Caso Battisti: sobre suicidas e covardes

Celso Lungaretti

A imprensa brasileira destaca que o escritor Cesare Battisti, em entrevista concedida à rede de TV franco-alemã Arte, admitiu a possibilidade de suicídio caso prevalecesse a hipótese (cada vez mais remota) de sua extradição para a Itália: "Não voltarei para a Itália, não chegarei vivo à Itália, tenho medo demais de chegar à Itália. Se há uma coisa que ainda é possível escolher, é o momento de sua própria morte", disse.

Isto dá uma boa idéia do estrago mental que a incerteza e a detenção injusta impostas pelo Supremo Tribunal Federal ao perseguido político italiano estão lhe causando -- a ponto de cogitar um ato extremo num momento em que tem fundados motivos para estar esperançoso.

Afinal, em parecer recentemente enviado ao STF, o procurador-geral da República, Antonio Fernando de Souza, reiterou que o desfecho óbvio do caso tem de ser o arquivamento do processo de extradição movido pela Itália, pois é o que estabelece a lei vigente e a jurisprudência resultante das decisões adotadas pelo Supremo em processos idênticos.
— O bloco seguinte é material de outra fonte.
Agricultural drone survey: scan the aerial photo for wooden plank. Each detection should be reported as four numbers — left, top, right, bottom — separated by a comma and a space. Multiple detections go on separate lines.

Ademais, Souza avaliou como ilegítimo e, portanto, inaceitável o mandado de segurança com que a Itália tenta deter os efeitos da concessão de refúgio humanitário a Battisti, por ato legítimo e soberano do ministro da Justiça Tarso Genro.

Assim, a recomendação do procurador-geral foi taxativa: o processo deve ser extinto sem julgamento e Battisti, libertado.

E tanto o Conselho Nacional para Refugiados quanto o Alto Comissariado das Nações Unidas para Refugiados já manifestaram sua discordância com a hipótese de o STF usurpar do Exécutivo o papel que a Lei do Refúgio brasileira lhe confere, em consonância com suas congêneres dos demais países: a de instância final na decisão desses casos.

O primeiro alertou que o Supremo não tem os instrumentos ideais para cuidar de refúgio.

A ONU, por sua vez, teme que outros países recorrem às Cortes Supremas de nações que já concederam o refúgio, a exemplo do que está ocorrendo no Brasil. Se a tentativa de virada de mesa fosse bem sucedida, outros refugiados estariam ameaçados e a instituição do refúgio sofreria óbvio esvaziamento.

Por que Battisti ainda teme? Porque está sendo submetido a uma verdadeira tortura psicológica por parte do STF, que não só ordenou sua discutível prisão em 2007, como o mantém detido quatro meses depois do dia em deveria ter sido libertado: aquele em que a decisão de Genro foi publicada no Diário Oficial. O efeito cumulativo de mais de dois anos de justa indignação e esperanças frustradas é devastador.

Para atuais e antigos militantes revolucionários, a morte é sempre preferível à desonra, pois quem faz História tem, como último patrimônio, a imagem que deixará para a posteridade.

Enfrentei situações igualmente desesperadoras e sei do que estou falando: ante a possibilidade de perdermos uma batalha decisiva, preferimos a vitória na derrota proporcionada pelo suicídio do que submetermo-nos a decisões injustas.

Então, repudio veementemente a afirmação infame de Wálter Fanganiello Maierovitch, segundo quem Battisti seria covarde para dar fim à vida.

Devolvo-lhe a acusação: sendo adulto e jurista quando usurpadores do poder praticavam as piores atrocidades durante a ditadura militar, Maierovitch foi covarde a ponto de deixar meninos como eu e meus companheiros secundaristas sermos massacrados em nome da liberdade, enquanto tratava de preservar-se para dias melhores.

O momento de comprovar valentia passou. E Maierovitch o desperdiçou.